Theorem: for \(D \subseteq \mathbb{R}^n\) (\(n=2\) for simplicity) with \(D = X \times Y\), let \(f: D \to \mathbb{R}\) then we have

\[ \iint_D f = \int_X \Big(\int_Y f(x,y)dy \Big)dx = \int_Y \Big(\int_X f(x,y)dx \Big)dy \]

implying that order can be interchanged, this is true for \(n \in \mathbb{N}\).

Proof:

Will be added later.

Iteration of integrals

Theorem: for \(D \subseteq \mathbb{R}^n\) (\(n=2\) for simplicity) bounded and piecewise smooth boundary, let \(f: D \to \mathbb{R}\) be bounded and continuous.
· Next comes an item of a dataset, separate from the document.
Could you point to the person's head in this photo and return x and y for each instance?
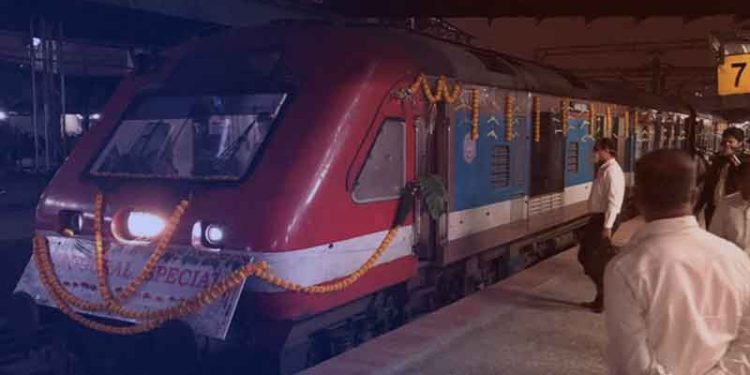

Let \(R\) be a rectangle with \(D \subseteq R\) then

\[ \iint_D f dA = \iint_R F dA, \qquad \text{where } F(\mathbf{x}) = \begin{cases} F(\mathbf{x}) \quad &\mathbf{x} \in D, \\ 0 \quad &\mathbf{x} \notin D. \end{cases} \]

Proof:

Will be added later.

Coordinate transformation for integrals

Theorem: for \(D \subseteq \mathbb{R}^n\) (\(n=2\) for simplicity) bounded and piecewise smooth boundary, let \(f: D \to \mathbb{R}\) be bounded and continuous and let \(\phi: D \to \mathbb{R}^n\) be continuously differentiable and injective, define

\[ E := \phi(D), \]

then we have

\[ \iint_D f = \iint_E f \circ \phi \;\Big|\mathrm{det} \big(D_\phi \big) \Big|, \]
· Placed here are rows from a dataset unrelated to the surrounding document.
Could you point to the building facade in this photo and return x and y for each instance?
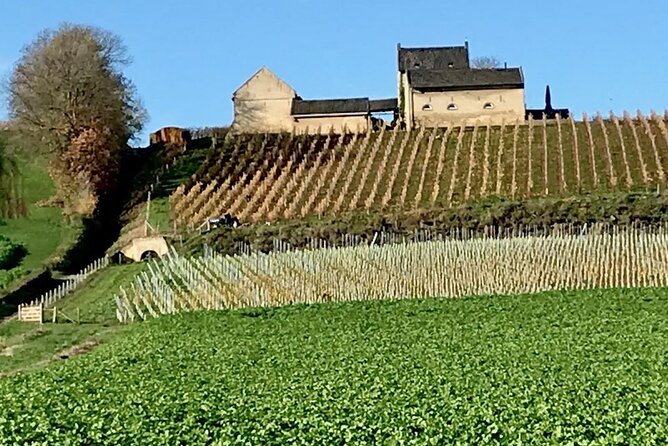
(265, 103)
(437, 87)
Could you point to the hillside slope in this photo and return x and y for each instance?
(261, 178)
(43, 231)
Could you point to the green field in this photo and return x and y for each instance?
(25, 346)
(557, 368)
(43, 231)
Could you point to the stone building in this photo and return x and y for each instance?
(437, 86)
(266, 103)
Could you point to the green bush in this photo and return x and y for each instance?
(11, 253)
(10, 276)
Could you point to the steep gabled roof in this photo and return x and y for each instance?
(465, 79)
(380, 105)
(330, 106)
(266, 73)
(433, 58)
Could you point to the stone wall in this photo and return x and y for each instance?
(436, 109)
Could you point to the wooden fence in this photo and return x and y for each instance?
(69, 285)
(31, 313)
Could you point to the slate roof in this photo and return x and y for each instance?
(468, 78)
(330, 106)
(378, 105)
(433, 58)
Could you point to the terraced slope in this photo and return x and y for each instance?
(262, 178)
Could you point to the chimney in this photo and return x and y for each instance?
(548, 98)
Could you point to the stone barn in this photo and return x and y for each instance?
(266, 103)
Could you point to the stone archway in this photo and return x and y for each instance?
(138, 248)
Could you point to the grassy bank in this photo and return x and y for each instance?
(43, 232)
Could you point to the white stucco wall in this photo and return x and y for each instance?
(263, 104)
(508, 106)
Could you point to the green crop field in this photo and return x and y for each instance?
(555, 368)
(43, 232)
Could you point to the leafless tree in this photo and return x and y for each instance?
(68, 97)
(485, 62)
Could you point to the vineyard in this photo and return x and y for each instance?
(260, 178)
(505, 264)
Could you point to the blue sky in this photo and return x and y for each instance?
(190, 56)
with \(D_\phi\) the Jacobian of \(\phi\).

Proof:

Will be added later.

Example

Let \(D = \big\{(x,y) \in \mathbb{R}^2 \;\big|\; x^2 + y^2 \leq 4 \land 0 \leq y \leq x \big\}\) and let \(\phi: D \to \mathbb{R}^2\) be given by

\[ \phi(r,\theta) = \begin{pmatrix} r\cos \theta \\ r\sin \theta \end{pmatrix}, \]

define \(E := \phi(D) = [0,2] \times [0, \frac{\pi}{4}]\). Then \(E\) is a rectangle which can be more easily integrated.